On 21 August 1604, the Convention agreed articles for the guidance of the Scottish Commissioners appointed to negotiate arrangements under the Union of the Crowns. The first called for the upholding of Scots Law, "that the inhabitants of Scotland be ruled and governed by the laws of this realme, and no way subject to any other law"; the second urged "that in the Treaty of Union nothing be touched which may prejudice the ancient liberties, privileges, immunities, infeftments [possession of heritable property], and laws, made in favour of the burghs by his Majesty and his Highnesses most noble progenitors."

The relative importance of the Convention in the 17th century can be judged from a statement made by the Lord Advocate, George Mackenzie of Rosehaugh, that "The burrows of Scotland have liberty to meet in time of Parliament, and to propose as a Body and Third Estate, Overtures for Trade; but no other estate of Parliament can lawfully meet [i.e. outside Parliament], this being a singularity indulged to them for the Good of Commerce." Burghs of regality or of barony, hitherto excluded from participating in foreign trade, were accorded the privilege in 1672. but to maintain the pre-eminent position of the royal burghs an act of Parliament, the Royal Burghs Act 1690 (April c. 15) stipulated the sum to be paid by the lesser burghs to reduce the burden of taxation imposed on the royal burghs. By 1689, 70 burghs were members of the convention, though, according to one study, the royal burghs remained the dominant influence throughout the period: "...meetings did not always involve the whole estate suggesting that a smaller group of wealthier burghs were the driving force behind the convention in general and burghs' parliamentary agenda in particular.

== Later importance ==
It has been argued that the effect of the convention was to make the burgesses historically the most organised of the three estates represented in the Scots parliament. It also

"… ensured that urban government was much more uniform in Scotland than in England, producing, as the commissioners' inquiry into the Municipal Corporations of Scotland discovered in 1833–1835, considerable corruption amongst self-electing, clone-like burgh establishments".

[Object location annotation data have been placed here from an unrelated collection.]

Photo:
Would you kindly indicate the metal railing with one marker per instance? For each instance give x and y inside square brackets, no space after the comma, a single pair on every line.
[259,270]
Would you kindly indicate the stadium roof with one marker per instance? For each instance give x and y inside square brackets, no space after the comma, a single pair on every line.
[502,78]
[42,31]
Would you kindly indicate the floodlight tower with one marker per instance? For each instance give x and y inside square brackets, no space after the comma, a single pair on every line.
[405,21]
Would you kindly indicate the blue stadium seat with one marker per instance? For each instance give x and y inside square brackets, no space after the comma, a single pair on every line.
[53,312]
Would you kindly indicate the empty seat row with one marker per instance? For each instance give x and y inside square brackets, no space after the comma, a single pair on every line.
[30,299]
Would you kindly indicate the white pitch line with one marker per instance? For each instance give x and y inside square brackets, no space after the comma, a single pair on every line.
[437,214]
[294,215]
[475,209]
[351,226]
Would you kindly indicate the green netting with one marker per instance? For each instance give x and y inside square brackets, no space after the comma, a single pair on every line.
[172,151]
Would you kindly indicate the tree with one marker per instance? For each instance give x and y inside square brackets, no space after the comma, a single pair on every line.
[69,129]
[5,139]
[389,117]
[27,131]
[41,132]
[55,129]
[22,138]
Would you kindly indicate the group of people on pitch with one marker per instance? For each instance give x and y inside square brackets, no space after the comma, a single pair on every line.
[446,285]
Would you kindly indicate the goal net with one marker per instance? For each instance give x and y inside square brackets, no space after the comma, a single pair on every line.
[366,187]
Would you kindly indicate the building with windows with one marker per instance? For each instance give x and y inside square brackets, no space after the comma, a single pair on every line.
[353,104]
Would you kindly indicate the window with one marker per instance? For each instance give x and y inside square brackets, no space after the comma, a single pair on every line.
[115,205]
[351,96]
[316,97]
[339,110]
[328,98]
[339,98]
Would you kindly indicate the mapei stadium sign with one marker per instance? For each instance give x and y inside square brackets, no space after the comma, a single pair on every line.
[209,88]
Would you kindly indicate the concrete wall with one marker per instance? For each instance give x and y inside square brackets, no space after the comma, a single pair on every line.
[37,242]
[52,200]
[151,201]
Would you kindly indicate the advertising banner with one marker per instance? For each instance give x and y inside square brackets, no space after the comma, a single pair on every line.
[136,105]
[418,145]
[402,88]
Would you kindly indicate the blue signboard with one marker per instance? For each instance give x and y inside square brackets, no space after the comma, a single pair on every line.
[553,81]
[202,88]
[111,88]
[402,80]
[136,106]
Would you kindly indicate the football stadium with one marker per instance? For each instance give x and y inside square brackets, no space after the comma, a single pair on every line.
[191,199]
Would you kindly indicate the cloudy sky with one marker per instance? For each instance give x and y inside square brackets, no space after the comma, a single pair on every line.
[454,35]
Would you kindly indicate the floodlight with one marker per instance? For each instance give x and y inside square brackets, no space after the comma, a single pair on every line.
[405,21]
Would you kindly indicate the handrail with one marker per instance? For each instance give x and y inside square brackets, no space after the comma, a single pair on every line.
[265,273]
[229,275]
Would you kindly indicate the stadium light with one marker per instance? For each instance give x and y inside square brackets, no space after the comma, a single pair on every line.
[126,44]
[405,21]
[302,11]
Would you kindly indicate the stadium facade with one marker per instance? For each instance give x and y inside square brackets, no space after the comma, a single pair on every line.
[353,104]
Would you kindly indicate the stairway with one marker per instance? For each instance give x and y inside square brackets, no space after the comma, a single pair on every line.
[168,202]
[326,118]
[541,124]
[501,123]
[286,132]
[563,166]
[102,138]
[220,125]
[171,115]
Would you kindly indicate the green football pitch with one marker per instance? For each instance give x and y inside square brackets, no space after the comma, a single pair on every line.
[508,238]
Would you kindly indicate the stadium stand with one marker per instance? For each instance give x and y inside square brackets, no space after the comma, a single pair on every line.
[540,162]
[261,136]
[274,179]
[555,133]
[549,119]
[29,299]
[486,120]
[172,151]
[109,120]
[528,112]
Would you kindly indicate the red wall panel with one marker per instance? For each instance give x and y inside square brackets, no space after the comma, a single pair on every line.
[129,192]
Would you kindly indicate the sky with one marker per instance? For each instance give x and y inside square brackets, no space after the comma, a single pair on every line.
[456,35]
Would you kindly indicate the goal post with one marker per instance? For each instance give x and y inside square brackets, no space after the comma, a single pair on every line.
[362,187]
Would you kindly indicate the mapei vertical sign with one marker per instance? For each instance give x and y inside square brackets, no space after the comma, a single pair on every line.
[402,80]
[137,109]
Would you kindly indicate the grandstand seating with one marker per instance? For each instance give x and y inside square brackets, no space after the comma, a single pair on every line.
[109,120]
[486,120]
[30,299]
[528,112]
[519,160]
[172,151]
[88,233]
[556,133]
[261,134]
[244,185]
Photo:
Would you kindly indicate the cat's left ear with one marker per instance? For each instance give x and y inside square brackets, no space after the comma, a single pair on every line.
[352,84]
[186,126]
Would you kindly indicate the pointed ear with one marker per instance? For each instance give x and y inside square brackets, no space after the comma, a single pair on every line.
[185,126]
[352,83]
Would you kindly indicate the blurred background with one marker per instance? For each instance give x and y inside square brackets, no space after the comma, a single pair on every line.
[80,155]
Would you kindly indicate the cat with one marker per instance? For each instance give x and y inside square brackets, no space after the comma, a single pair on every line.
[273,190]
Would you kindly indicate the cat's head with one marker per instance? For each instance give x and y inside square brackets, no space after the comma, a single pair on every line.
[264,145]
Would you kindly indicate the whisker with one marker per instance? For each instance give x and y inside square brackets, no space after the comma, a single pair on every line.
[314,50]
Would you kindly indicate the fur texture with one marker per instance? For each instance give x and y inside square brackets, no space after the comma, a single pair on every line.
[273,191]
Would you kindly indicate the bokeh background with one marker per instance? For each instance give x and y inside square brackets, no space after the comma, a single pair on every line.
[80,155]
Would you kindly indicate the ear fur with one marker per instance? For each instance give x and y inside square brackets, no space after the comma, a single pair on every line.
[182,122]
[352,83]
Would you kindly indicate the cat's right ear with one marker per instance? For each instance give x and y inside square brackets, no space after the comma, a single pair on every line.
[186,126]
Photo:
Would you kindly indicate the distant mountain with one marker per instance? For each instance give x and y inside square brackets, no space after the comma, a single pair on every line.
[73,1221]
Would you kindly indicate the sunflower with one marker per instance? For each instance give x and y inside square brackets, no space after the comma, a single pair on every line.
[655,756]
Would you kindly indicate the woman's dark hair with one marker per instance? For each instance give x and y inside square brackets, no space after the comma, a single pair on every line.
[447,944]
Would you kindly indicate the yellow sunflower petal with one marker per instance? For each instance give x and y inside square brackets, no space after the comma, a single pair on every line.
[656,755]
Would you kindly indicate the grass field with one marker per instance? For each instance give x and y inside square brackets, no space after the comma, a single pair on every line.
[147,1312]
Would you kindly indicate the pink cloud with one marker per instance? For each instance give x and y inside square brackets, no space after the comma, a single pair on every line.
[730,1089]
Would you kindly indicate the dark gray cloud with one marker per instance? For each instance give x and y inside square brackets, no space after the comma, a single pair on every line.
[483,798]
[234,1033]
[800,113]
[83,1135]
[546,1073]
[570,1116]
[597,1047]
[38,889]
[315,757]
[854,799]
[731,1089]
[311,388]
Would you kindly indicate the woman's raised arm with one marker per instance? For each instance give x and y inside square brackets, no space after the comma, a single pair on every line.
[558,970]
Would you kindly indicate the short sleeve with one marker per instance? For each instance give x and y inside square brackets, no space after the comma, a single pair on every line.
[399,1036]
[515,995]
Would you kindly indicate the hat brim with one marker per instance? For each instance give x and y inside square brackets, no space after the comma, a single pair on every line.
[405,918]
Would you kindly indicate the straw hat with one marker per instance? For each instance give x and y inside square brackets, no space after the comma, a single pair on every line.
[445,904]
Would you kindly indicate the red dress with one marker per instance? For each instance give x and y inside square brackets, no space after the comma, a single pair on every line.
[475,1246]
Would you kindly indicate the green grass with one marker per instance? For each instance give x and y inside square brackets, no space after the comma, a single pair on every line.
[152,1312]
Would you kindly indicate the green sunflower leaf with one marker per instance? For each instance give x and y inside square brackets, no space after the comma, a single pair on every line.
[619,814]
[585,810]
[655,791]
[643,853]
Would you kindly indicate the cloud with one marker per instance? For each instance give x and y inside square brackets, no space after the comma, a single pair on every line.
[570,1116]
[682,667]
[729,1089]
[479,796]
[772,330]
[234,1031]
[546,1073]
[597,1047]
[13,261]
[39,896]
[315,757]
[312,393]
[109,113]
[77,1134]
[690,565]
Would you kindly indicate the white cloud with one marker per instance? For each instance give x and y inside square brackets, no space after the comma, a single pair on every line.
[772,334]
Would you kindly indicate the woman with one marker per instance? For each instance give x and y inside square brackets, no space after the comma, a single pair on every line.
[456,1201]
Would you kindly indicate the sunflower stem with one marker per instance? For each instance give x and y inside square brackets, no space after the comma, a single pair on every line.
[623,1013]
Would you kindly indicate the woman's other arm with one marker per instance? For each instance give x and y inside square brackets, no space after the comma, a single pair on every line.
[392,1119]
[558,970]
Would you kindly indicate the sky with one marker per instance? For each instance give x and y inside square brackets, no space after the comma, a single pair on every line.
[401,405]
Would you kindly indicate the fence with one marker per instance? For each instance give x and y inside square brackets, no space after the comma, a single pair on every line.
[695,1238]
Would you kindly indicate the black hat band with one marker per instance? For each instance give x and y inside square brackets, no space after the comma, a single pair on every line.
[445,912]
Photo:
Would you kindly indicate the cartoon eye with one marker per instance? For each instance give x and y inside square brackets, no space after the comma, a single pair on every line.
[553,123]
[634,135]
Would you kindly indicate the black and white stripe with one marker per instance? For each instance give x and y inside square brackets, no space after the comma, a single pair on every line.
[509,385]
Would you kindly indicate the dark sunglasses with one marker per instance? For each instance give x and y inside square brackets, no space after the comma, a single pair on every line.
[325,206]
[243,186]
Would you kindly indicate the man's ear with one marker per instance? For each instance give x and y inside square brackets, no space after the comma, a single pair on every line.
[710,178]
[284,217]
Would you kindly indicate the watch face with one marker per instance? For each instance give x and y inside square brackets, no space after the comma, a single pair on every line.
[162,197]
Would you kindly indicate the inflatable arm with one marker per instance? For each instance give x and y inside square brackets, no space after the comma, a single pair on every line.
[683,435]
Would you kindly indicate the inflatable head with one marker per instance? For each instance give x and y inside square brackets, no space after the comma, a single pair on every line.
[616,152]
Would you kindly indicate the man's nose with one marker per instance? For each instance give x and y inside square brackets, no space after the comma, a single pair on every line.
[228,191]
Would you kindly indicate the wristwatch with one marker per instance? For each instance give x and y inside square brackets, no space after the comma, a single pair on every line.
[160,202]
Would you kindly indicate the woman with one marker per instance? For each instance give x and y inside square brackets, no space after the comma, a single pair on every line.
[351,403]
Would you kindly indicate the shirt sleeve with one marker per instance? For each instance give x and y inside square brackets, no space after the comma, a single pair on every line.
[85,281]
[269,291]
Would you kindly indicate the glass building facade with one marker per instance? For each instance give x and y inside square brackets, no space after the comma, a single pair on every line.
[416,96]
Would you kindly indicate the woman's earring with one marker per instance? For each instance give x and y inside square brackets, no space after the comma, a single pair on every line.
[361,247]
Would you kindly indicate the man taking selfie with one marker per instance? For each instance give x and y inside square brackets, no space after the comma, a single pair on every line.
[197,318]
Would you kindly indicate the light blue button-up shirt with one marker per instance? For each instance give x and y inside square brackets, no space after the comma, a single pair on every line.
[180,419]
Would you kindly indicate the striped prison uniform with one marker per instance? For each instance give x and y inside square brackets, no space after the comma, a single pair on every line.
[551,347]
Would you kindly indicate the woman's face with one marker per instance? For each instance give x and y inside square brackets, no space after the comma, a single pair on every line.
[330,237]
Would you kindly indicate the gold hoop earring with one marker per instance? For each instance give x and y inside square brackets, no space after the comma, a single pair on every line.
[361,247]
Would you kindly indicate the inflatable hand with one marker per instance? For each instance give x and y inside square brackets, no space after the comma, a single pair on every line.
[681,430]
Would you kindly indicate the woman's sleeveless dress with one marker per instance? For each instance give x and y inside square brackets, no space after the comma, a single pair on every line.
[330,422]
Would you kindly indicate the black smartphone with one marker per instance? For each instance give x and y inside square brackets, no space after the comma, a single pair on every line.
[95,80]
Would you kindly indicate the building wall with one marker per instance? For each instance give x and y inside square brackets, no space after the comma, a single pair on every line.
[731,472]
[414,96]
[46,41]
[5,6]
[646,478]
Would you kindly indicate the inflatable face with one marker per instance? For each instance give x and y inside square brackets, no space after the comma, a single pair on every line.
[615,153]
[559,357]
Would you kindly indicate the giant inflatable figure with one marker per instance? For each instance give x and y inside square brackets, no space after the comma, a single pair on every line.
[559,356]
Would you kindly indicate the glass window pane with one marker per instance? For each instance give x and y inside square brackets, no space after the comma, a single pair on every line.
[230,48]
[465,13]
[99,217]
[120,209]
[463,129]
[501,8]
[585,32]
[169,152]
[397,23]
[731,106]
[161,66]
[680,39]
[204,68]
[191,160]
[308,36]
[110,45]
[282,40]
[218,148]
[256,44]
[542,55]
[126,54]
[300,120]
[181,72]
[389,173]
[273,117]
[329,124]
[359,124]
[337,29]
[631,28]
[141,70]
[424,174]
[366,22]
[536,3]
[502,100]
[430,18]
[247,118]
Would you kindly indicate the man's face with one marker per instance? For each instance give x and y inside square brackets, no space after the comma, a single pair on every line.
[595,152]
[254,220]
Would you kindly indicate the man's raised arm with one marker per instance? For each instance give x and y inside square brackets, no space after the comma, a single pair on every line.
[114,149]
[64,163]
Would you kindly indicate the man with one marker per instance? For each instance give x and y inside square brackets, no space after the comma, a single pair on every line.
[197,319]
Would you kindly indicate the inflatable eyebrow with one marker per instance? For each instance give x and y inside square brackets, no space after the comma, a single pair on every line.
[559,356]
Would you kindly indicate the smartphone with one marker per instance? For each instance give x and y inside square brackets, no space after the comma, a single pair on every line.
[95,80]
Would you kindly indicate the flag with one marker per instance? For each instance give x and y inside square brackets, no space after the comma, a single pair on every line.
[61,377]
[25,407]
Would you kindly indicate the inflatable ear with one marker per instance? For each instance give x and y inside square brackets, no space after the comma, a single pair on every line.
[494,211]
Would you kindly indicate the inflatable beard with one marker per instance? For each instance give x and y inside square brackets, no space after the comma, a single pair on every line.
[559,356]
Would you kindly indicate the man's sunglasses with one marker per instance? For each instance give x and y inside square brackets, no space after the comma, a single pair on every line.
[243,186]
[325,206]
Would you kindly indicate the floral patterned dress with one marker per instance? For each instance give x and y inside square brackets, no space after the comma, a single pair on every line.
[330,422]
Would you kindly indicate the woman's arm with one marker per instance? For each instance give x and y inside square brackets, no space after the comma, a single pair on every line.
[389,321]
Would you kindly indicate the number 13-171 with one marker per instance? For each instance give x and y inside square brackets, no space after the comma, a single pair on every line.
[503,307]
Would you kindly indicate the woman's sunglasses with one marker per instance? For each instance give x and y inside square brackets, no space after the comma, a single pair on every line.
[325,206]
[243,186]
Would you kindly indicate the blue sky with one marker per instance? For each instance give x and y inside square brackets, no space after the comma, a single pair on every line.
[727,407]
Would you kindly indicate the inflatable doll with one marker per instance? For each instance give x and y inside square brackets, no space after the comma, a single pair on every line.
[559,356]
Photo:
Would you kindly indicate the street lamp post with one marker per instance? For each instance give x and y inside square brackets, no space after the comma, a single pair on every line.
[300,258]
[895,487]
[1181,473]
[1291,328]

The main concern of the convention in the early part of the 19th century became

"… the blocking of reform. The Municipal Reform Act of 1834 sharply reduced its influence and its abolition was considered for a time. The admission to it of parliamentary burghs in 1879 and police burghs in 1895 gave it an added lease of life though probably little extra influence."

The convention was viewed by Westminster politicians in the late 19th century as "thoroughly representative of public opinion in Scotland" and "as giving those who have to deal with the affairs of Scotland an opportunity of feeling the pulse of Scotland". In 1899, it consisted of 103 burghs and 207 representatives in an organisation described by a Scottish government minister as "the oldest existing representative body in Europe".
The same study observes that, "the Convention can probably lay claim to being one of the wordiest of Scottish institutions, if measured by the voluminous nature of its records. But its importance was relatively slight".

The convention was abolished when local government was regionally reorganised in 1975 in line with the recommendations of the Wheatley Report of 1969. It was superseded by the present-day Convention of Scottish Local Authorities (COSLA).